Ana se volvió y se encontró con la mirada y la sonrisa de Rafi.
– No lo había visto nunca.
– Viene de vez en cuando. Tiene más clubes. Evita tener problemas con él.
– Parece que te conoces muy bien el ambiente.
– Gajes del oficio -dijo Miralles. Se bebió el whisky que aún le quedaba de un trago. Después pagó las consumiciones-. Tengo que irme.
El camarero le devolvió el cambio y le dijo a Ana:
– A Rafi le gustaría tomarse una copa contigo.
Se lo dijo sugiriéndole que lo aceptara. Ana miró a Miralles, como si le preguntara lo que debía hacer. Pero no le dijo nada. El camarero esperaba una respuesta. Miralles sonrió y dijo:
– Antonio siempre da buenos consejos -se fue.
Antes de salir del local vio que Ana se dirigía a Rafi. El camarero y Miralles se miraron.

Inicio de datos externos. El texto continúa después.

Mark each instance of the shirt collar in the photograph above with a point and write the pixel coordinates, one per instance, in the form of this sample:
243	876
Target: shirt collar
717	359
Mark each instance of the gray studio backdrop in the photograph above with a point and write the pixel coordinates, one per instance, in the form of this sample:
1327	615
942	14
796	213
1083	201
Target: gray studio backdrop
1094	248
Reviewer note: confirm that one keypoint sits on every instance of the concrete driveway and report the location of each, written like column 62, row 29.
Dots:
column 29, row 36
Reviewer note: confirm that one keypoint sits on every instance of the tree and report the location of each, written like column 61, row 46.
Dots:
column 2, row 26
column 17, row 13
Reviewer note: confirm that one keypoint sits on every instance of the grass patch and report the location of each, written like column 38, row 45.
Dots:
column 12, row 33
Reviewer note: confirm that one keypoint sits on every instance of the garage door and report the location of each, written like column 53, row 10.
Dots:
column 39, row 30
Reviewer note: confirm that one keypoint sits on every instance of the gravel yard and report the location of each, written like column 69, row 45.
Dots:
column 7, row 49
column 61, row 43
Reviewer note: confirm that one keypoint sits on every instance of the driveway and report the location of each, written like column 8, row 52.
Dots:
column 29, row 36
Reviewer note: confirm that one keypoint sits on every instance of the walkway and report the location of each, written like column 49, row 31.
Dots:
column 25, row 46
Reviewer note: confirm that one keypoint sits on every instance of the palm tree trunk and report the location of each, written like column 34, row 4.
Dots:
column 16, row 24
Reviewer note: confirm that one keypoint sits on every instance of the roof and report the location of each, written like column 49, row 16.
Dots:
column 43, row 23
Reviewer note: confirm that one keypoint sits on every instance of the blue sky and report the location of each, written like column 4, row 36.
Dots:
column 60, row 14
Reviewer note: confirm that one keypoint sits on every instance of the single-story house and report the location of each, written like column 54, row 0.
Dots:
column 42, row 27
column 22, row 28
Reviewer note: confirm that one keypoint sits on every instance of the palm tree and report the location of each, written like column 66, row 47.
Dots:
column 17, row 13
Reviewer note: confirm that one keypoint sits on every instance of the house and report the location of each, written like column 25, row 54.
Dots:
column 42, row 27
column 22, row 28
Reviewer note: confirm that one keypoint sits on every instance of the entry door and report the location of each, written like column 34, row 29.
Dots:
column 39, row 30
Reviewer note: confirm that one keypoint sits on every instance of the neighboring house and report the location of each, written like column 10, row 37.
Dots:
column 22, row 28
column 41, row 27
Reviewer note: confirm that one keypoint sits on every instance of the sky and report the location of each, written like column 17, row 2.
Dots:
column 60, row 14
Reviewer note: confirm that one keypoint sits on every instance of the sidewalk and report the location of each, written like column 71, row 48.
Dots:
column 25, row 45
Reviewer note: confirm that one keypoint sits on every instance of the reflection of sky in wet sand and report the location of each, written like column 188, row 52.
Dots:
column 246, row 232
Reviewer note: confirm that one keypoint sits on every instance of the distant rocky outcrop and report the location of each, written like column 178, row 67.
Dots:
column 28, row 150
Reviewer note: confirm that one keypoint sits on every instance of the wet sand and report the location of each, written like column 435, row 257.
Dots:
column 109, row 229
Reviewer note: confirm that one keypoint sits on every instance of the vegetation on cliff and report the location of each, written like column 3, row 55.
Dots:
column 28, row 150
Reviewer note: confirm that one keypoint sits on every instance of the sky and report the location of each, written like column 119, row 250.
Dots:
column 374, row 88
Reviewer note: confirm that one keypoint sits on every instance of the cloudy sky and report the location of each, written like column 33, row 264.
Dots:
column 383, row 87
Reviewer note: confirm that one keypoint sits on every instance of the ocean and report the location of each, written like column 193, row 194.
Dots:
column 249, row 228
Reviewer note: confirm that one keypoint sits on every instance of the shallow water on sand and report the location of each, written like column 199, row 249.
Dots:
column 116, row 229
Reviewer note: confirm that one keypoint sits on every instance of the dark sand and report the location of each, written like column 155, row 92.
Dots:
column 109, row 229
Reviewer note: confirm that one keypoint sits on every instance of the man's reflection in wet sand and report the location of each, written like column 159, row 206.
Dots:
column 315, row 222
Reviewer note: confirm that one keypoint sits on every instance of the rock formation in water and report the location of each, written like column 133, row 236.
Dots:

Antonio quería evitarles problemas a las mujeres. Ya en el coche, reflexionó sobre el motivo que podía haber llevado a Ana a hablar con él. Era extraño que una joven tan atractiva perdiera el tiempo con un hombre al que ni siquiera había intentado sacarle la consumición de una copa. Además, mientras habían estado hablando, la otra barra estaba llena de clientes.
5
Juan Lloris estaba en casa, sentado en uno de los sillones del salón-comedor. Hojeaba una biografía de Leonardo da Vinci. Tres años atrás había hojeado la de Julio César, e incluso había leído algunos capítulos de la de la familia Borja. Le gustaba hojear biografías de grandes personalidades de la historia. Se saltaba todos los capítulos que narraban su infancia. Era algo que no le interesaba. Carecía del hábito de la lectura y se impacientaba con todo lo que no remitiera a la esencia del personaje. Sin embargo, había leído la biografía completa de José Fouché, elemento clave de la revolución francesa. Fouché le fascinó. Pero ya no recordaba casi nada de su vida, sólo que era un individuo astuto y frío. Leonardo da Vinci no le entusiasmaba. Tenía un problema: era maricón. Sabía que no existía incompatibilidad entre ser homosexual y ser inteligente, pero aquel defecto le incomodaba. No entraba en sus esquemas. Así que no tardaría en dejar el libro. De hecho, no retenía nada de lo que estaba leyendo. Con todo, prefería mirar las hojas a hablar con su mujer. No tenían mucho que decirse.
Su mujer se llamaba María Jesús. No era una persona culta, pero leía a menudo. En ciertas temporadas leía mucho. Pongamos que se refugiaba en la lectura como pasatiempo para atenuar su soledad. Era una mujer de poca vida social en la ciudad. Valencia nunca le había gustado. Era de costumbres sencillas y hubiera preferido quedarse en Alzira.